Depending on number of properties, certain milestones have to be reached by 200 million shares fully diluted, for example most companies would be producing at some small level by then usually. That also means the company may have been around for awhile - and sometimes even if the other P's are good, investors may just get tired of the same company logo and such!

Dilution is another thing, in a difficult market dilution occurs faster because share prices are lower - companies have to issue more just for the same amount of money!! Thus the original shares are now worth less because there's more people to share the pie with you when and if properties strike gold/copper!

7 & 8 Paper and Phinancing
Share structure is another story - what's the warrants at? Options? Any hostile parties holding your options or warrants that will send the price crashing down when they sell? Here once agani it's nice to have longterm convicted shareholders in the company looking for the big payoff, not the small jumps of 5-10% here and there!

Another is trading volume, a thinly traded stock may mean many things including large longterm institutional holding - which is great! But it may also signal liquidity issues for new retail investors.

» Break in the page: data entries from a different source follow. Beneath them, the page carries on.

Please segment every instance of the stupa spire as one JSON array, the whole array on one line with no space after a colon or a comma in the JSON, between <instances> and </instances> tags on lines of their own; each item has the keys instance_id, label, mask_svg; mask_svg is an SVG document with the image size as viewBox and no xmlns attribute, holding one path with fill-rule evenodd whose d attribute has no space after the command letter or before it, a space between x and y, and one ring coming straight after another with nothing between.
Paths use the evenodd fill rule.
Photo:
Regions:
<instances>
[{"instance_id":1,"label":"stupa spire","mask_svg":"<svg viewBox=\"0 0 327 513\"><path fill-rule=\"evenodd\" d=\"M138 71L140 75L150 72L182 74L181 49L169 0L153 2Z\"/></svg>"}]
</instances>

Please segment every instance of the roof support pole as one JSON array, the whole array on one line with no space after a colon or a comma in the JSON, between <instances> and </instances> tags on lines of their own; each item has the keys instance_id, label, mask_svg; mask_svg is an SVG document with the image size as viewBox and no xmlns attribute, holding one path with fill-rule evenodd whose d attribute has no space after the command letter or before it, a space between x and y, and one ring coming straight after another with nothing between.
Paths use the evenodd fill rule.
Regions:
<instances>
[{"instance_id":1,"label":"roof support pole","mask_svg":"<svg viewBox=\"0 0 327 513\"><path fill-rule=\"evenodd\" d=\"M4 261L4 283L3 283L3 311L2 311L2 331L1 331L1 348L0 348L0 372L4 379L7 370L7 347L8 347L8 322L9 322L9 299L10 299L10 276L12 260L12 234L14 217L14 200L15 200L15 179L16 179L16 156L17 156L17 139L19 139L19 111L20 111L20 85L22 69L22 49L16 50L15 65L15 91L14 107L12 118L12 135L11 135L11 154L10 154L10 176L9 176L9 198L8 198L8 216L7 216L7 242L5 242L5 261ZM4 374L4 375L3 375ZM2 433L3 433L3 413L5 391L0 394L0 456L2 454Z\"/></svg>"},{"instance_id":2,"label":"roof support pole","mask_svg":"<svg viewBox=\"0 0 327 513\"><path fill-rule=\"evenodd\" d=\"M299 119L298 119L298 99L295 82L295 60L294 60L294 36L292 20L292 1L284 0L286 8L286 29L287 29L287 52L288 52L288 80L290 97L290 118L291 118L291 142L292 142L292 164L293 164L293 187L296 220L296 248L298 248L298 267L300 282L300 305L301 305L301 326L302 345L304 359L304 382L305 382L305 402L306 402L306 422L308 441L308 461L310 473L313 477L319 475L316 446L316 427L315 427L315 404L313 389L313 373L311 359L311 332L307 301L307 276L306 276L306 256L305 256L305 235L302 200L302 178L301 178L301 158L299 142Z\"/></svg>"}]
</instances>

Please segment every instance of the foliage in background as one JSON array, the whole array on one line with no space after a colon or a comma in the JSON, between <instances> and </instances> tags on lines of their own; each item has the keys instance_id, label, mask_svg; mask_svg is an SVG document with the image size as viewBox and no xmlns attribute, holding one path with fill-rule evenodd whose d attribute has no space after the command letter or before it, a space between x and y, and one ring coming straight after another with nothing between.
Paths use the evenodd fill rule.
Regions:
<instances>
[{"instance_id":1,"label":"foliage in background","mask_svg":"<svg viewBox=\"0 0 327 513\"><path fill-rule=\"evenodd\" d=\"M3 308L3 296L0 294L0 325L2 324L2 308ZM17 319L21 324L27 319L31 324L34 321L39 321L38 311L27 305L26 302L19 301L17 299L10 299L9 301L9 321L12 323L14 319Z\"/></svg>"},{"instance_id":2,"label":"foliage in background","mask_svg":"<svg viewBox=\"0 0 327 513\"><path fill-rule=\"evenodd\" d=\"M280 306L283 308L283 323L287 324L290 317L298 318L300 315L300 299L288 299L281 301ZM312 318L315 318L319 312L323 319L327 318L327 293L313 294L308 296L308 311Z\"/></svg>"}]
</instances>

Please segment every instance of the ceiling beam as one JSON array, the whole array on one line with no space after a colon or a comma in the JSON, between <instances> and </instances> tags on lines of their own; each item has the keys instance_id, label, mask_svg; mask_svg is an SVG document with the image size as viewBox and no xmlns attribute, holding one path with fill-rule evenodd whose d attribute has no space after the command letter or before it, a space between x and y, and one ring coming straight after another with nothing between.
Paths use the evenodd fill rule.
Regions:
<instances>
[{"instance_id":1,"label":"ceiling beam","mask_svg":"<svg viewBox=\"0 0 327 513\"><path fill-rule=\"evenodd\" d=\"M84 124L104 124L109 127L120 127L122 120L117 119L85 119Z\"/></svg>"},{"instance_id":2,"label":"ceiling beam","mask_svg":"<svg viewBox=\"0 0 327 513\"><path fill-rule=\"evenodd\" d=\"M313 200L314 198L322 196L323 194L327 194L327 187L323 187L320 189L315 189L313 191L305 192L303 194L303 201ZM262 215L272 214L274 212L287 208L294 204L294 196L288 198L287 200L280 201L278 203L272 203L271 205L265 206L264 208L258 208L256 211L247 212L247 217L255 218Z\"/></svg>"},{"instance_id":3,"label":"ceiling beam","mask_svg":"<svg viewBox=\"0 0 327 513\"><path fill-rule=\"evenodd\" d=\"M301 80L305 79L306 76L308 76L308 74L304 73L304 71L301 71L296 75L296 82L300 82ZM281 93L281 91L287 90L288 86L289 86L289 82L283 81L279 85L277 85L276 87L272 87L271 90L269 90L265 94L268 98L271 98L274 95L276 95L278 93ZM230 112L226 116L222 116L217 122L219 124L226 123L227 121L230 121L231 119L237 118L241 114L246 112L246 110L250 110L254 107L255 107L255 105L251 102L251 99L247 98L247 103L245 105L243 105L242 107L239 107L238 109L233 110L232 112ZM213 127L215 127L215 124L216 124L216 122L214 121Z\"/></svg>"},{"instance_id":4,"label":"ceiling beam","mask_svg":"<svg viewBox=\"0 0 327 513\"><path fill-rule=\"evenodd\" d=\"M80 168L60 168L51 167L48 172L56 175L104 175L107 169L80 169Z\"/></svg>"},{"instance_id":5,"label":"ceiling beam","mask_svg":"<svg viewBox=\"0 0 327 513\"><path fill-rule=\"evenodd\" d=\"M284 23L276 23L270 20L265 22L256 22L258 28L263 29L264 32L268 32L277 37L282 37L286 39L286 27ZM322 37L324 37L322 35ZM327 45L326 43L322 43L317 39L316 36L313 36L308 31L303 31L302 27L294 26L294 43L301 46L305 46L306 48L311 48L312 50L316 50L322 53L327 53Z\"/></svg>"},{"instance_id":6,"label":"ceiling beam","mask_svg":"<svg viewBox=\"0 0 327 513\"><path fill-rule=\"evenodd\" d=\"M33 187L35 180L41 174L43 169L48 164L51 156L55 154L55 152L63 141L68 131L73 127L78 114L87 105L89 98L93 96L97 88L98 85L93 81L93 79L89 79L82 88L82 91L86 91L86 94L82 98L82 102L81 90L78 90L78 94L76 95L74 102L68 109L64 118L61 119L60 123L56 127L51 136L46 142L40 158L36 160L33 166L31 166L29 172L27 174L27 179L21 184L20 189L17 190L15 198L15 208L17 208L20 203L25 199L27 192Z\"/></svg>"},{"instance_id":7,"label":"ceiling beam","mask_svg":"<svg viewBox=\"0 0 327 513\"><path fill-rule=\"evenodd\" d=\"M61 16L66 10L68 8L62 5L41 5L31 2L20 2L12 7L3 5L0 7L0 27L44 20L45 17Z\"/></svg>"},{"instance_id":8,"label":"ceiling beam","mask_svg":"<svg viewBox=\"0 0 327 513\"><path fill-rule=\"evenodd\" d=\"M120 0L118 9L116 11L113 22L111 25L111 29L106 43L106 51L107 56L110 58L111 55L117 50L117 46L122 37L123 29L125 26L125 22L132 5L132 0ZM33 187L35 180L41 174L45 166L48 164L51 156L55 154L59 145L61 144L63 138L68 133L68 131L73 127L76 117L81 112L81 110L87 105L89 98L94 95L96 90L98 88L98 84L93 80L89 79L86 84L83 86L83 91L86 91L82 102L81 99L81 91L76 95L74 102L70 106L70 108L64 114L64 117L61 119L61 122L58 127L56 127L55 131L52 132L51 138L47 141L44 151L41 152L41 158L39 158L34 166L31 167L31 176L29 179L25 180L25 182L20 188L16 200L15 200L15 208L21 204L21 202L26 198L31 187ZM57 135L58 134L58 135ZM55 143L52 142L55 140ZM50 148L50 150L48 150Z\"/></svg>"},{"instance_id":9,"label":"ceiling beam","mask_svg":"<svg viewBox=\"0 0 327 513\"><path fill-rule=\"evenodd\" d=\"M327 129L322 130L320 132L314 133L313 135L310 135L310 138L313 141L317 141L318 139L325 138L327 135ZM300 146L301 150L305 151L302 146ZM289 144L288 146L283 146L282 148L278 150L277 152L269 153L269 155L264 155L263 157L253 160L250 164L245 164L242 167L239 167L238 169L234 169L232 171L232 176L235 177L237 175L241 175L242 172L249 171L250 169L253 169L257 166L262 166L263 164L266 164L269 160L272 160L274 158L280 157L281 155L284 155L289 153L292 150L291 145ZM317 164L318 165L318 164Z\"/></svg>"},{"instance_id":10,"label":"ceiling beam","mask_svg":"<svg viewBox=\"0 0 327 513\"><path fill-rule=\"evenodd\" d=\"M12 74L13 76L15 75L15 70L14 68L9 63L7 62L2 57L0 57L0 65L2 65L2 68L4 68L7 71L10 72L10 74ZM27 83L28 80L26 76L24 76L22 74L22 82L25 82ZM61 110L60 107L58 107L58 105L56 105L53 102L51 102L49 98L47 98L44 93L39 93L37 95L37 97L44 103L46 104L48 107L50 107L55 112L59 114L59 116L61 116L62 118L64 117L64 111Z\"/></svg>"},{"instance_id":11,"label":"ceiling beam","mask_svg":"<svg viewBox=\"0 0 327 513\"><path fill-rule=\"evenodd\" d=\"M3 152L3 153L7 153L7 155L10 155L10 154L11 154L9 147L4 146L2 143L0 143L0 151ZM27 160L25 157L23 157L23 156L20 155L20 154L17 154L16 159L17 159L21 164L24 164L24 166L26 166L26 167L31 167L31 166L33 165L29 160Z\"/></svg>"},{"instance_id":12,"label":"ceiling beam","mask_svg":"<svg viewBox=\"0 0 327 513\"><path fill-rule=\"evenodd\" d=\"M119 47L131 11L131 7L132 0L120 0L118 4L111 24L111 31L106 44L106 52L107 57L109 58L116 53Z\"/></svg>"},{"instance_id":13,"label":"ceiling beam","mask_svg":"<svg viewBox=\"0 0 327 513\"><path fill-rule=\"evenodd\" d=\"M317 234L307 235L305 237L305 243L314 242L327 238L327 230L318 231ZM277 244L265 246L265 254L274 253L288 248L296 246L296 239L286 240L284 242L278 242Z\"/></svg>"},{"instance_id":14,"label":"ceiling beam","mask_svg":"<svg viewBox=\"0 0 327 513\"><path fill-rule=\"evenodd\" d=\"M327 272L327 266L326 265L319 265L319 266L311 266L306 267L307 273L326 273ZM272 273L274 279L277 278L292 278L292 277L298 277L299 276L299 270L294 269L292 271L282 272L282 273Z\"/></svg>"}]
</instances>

What's the ask-bid like usually? Take a look! It's important to have this data on Stockwatch or Real Time Platform... after all how do you know you can sell at $0.20 if there's only 1,000 bid at $0.20 (meaning it's $200) and you invested $500? The other $300 in this case will go down the list or be added to offer side as a block!

Questions / Comments ALWAYS welcome.

2 comments:

Nodrog said...

Boy oh boy I know a public company with impressive Argentinian assets that should be of interest to gold related investors, yet it is basically an unknown and has no marketing activity to get the story out and it basically is run like a private company in that regard. It is frustrating as an investor to be in such an investment however as the company meets all of the other attributes you mention I am confident that in the end it will get recognized, but it is hard to stomach at times.

MAC

CCMS Capital said...

Hi nodrog

It's often times very frustrating to retail individual investors when companies don't disclose which direction they're going for. I recommend you to take a look at TNR and MAI, the CEO and managements are very open re: directions and burn rate ($$$) and that is becoming an increasingly difficult issue in this credit market. I thikn the juniors who keep their investors apprised of situations (and of course good projects like MAI / TNR's 11 billino lbs of copper!) will come out on top.

Good luck to you! Thanks for the comments!